India has the third biggest railway system in the world, and transports the second largest amount of passengers in the world using those trains. Everyday, the equivalent of the population of Canada gets on a train in India. There is an amazing website explaining the train system here.
Chennai has two major train stations: the Egmore Train station that services Tamil Nadu and destinations south, and Central Train station that services everywhere else. My next stop, Puducherri (or Pondicherry) gets train service from Egmore everyday (although if you want to travel in any class higher than sleeper, you have to go on Wednesdays only).
Train number 12898, or the Bbs Pdy express, boarded at 9:20 from the Egmore Train station. The Bbs Pdy express has sleeper, AC3 and AC2 cars on it, so I paid the $7 for the AC2 ticket and waited on platform 5 for the train to arrive.
The AC2 car was an economy of space. 4 person compartments on one side, and 2 person compartments on the other, separated from the narrow hallway by a curtain. Every five or ten minutes, a guy would walk down the hallway calling out to the passengers. “Chai, chai, chai” or “Coffee, coffee, coffee” or “Chaat, chaat, chaat” or “American style cream and onion Lays potato chips, American style cream and onion Lays potato chips”.
I stop the chai wallah and ask for one. He holds the small paper cup low, and pours the chai from high, not spilling a drop while the train moves.
“Five rupee please” (10¢)
“All I have is a 500”
“Then you need to drink 100 chai”
Over here, the ATMs give out 500 and 1000 rupee notes (on the rare occasion, 100 rupee notes). Due to the exorbitant service charges back home on credit cards and debit cards (About $10 a transaction) you tend to take out larger amounts of cash at a time. So you end up with a wad of 500 rupee bills in a country that tends to run off of 10 rupee bills. Because of this, you relish the chances to use the large bills, and tend to hoard the smaller bills in case you need them.

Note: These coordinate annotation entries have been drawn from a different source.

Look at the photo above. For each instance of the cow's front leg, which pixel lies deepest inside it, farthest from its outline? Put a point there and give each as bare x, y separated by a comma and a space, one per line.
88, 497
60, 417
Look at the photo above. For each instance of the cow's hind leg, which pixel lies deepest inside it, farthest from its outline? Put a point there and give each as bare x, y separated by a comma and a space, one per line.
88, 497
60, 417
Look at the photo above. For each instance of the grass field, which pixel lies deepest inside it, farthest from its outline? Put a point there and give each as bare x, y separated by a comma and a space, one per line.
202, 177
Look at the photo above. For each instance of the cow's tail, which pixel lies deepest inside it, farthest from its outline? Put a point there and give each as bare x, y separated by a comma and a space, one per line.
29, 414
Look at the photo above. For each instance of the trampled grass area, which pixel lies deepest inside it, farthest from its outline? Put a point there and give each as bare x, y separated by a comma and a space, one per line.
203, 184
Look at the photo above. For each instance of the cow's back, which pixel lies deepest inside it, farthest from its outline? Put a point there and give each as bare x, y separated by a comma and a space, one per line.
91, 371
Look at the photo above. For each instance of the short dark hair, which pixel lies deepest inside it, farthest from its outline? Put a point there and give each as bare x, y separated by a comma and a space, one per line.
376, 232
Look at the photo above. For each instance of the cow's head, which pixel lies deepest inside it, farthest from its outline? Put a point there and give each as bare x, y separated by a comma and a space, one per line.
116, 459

Up to this point, I’ve only seen rural India from the air, so I was eager to see the countryside. It took awhile to escape the sprawl that is Chennai, but once the train emerged from the city, the views were great. (The windows on the train have a pebbled texture to them so these pictures look kind of like a funhouse mirror).

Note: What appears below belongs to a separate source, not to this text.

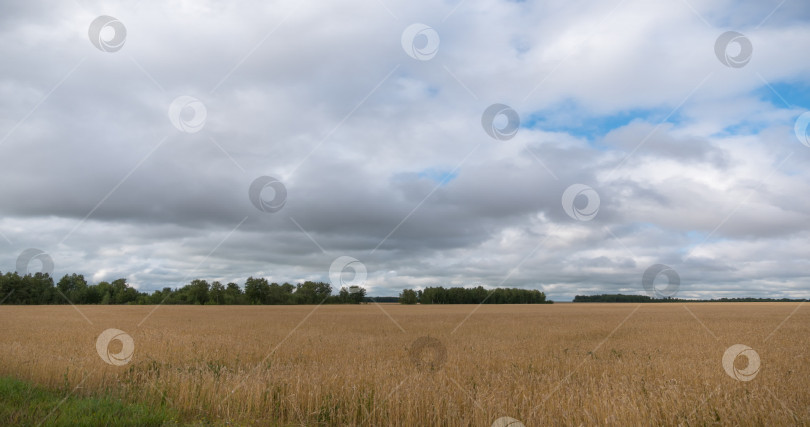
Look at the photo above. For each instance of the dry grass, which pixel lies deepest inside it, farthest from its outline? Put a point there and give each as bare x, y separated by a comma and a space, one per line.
562, 364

After drinking the 100 chai teas, my bladder needed to be emptied, so I wandered down the corridor to find the latrine. There are two types, the western type or EWC that is a normal toilet, and an Indian type or IWC that is two grippy places to put your feet and a hole in the floor that you squat over. On the trains, both the EWC and the IWC just empty right onto the tracks, so while you’re sitting or squatting, you can feel a breeze from the train as it moves 75 km/h.
Arriving in Puducherry, I grabbed my luggage and exited the station to the wails of “Auto” and “Taxi” from the mass of drivers waiting for the train. I grab a car to the hotel for 300 rupee, and didn’t realize that the hotel was only 6 blocks away (easiest six bucks that driver ever made).
I checked in, and went to the small but well appointed room. Then I opened the curtains, stepped out on the balcony, and took in the view.
Puducherry proper is a big oval with the beach going down one side, and the west boulevard going down he other. It’s bisected by a canal that separates the “French quarter” and the Indian shopping section. Everything is within walking distance, which is nice, and there is a plethora of good restaurants and stores. After taking a walk down the 2km beach front, I had dinner at a great little spot called Surguru and filled up on some great curries and rice.
Another walk down the beach and off to sleep to the sounds of the surf hitting the rocks.